Reputation: 171
This is my first post even though I've been reading SO for a while. I'm a Python beginner and I'd need your help. I'm processing a very big file (more than 2 million of lines) but I'll show you a much smaller example (24 lines rather than 74513).
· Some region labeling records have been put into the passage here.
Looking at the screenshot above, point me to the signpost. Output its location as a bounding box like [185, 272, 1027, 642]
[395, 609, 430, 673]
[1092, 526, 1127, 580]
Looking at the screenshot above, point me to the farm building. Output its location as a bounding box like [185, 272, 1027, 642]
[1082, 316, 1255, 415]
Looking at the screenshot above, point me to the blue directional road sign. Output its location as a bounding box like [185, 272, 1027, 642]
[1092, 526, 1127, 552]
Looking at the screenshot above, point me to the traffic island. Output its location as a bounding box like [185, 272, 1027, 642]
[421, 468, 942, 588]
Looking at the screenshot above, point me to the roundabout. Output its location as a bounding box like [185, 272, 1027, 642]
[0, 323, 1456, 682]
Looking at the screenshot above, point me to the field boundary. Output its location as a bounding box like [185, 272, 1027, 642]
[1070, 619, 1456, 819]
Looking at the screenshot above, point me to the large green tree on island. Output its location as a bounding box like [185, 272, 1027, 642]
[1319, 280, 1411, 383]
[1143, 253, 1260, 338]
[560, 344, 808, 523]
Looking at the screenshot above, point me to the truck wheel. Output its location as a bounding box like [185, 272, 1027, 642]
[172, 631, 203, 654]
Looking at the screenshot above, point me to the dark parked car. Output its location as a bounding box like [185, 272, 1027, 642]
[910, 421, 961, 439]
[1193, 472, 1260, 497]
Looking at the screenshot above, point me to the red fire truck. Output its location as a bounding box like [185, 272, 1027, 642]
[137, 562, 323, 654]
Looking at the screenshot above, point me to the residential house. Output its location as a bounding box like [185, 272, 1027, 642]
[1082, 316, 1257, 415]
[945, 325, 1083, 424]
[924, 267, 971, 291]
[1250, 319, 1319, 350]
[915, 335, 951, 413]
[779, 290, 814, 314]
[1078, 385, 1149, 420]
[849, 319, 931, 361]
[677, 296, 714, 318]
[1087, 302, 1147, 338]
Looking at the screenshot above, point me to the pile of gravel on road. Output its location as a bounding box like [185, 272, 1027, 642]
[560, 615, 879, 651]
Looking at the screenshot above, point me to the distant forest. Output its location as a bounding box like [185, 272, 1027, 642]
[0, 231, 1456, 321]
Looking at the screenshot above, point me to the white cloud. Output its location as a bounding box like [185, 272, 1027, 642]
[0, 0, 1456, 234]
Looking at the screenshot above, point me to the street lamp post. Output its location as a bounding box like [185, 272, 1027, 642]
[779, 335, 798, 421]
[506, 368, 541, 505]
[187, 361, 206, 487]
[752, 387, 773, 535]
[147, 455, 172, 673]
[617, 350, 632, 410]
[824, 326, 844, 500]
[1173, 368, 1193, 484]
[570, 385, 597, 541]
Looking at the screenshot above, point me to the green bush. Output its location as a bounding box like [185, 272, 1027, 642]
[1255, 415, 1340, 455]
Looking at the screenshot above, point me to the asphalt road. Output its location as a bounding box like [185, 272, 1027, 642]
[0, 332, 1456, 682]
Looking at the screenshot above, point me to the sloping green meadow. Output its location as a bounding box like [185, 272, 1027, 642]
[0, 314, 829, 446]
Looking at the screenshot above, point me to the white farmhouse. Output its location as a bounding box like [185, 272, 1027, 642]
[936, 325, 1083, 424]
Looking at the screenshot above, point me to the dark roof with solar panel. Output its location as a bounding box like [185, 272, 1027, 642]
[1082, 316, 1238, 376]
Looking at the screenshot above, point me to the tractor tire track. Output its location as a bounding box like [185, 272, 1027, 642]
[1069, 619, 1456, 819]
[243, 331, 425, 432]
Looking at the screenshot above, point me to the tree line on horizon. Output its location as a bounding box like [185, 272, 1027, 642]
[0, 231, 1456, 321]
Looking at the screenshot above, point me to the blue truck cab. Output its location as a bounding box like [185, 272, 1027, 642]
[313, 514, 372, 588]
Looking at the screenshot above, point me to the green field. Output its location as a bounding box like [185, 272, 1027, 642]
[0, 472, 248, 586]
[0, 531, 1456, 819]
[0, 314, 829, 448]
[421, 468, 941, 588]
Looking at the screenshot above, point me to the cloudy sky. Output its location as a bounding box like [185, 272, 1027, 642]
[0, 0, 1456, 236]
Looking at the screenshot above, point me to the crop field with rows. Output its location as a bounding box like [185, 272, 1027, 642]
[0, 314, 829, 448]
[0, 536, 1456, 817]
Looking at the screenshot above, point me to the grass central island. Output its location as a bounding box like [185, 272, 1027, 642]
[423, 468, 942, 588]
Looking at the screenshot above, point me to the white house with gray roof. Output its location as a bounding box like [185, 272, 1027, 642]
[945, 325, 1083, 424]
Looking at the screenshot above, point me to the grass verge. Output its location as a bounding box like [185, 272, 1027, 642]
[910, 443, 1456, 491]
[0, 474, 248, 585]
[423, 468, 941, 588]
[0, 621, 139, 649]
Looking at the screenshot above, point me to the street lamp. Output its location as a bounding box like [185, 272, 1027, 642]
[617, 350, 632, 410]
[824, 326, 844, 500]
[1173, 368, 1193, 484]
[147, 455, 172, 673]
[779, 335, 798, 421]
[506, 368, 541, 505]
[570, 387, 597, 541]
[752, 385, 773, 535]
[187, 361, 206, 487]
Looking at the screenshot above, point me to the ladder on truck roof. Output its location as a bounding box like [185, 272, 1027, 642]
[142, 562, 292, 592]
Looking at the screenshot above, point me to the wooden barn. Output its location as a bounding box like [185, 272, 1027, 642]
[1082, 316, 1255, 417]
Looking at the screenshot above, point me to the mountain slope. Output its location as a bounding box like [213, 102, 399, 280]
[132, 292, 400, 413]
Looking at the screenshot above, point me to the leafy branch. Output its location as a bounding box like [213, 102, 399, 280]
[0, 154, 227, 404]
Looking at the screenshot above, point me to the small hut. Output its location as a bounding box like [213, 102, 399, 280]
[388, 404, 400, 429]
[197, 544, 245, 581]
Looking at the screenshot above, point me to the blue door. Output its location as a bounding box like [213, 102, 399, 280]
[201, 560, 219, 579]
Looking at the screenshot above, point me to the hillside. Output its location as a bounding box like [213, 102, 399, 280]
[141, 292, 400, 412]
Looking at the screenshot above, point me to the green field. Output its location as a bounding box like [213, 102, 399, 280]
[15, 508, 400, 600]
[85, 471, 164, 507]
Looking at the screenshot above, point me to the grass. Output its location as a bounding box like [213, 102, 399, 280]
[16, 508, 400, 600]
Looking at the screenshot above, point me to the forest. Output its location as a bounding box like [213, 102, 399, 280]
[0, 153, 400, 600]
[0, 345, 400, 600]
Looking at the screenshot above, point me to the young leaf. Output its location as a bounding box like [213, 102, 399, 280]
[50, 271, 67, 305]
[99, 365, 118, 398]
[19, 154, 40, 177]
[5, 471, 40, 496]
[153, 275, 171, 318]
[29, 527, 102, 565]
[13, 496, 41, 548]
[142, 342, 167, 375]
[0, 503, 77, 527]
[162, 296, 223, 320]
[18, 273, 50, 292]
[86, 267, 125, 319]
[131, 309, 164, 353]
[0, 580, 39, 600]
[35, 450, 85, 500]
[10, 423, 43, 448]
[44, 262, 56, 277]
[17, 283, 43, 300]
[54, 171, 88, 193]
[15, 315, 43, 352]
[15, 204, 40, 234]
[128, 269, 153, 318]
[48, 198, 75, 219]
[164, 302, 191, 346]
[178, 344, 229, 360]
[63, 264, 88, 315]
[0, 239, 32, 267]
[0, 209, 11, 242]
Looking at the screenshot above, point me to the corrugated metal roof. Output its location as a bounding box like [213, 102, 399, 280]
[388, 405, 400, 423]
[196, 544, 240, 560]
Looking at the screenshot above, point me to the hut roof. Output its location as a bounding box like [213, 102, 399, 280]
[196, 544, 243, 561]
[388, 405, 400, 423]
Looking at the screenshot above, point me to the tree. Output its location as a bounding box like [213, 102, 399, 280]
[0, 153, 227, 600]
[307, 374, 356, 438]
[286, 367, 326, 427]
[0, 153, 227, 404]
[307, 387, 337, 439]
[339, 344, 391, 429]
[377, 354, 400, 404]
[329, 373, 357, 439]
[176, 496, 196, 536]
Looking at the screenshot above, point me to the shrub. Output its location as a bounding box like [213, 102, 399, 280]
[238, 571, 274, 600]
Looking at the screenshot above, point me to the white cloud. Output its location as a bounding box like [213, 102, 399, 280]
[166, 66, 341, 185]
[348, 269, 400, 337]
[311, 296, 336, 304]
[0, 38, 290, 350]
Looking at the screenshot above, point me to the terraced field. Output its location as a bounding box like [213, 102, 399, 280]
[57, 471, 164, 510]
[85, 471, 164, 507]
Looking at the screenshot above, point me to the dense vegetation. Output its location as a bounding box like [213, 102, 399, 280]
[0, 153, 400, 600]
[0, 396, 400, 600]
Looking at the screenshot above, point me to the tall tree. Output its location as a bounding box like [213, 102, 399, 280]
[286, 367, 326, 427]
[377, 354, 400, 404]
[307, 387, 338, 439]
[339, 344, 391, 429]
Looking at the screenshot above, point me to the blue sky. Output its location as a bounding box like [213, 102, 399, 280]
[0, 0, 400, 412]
So let's say I've got 24 lines, each one with a floating point number, after that 3 numbers on the same line, then again 24 lines, line with 3 numbers and so on for 29 times.
56.71739
56.67950
56.65762
56.63320
56.61648
56.60323
56.63215
56.74365
56.98378
57.34681
57.78903
58.27959
58.81514
59.38853
59.98271
60.58515
-1.00000
56.09566
56.05496
56.02777
56.00158
55.98341
55.96830
55.99615
1 1 1
56.34692
56.70977
57.15187
57.64234
58.17782
58.75118
59.34534
59.94779
-1.00000
55.47366
55.42963
55.39739
55.36958
55.35020
55.33404
55.36098
55.47148
55.71110
56.07384
56.51588
57.00632
57.54180
58.11517
58.70937
2 1 1
It's quite easy to create an array with the first 24 lines:
import numpy
def ttarray_tms (traveltimes):
'''It defines the 3-D array, organized as I want.'''
with open (traveltimes, 'r') as file_in:
newarray = file_in.readlines()
ttarray = np.array(newarray)
ttarray.shape = (2,3,4)
ttarray = np.swapaxes(ttarray,1,2)
ttarray = np.swapaxes(ttarray,0,2)
return ttarray
PLEASE NOTE: There's no blank line between each number. It's a simple colon-vector file. For some reason I had to post like that. What I want is to basically get 29 arrays, so I should loop over the 24 lines and get an array, then loop again over the next 24 lines (jumping the line with 3 numbers, I don't really need them) and get another array and so on. I think my main problem is how to skip the line with the 3 numbers and start again a new loop for a new array.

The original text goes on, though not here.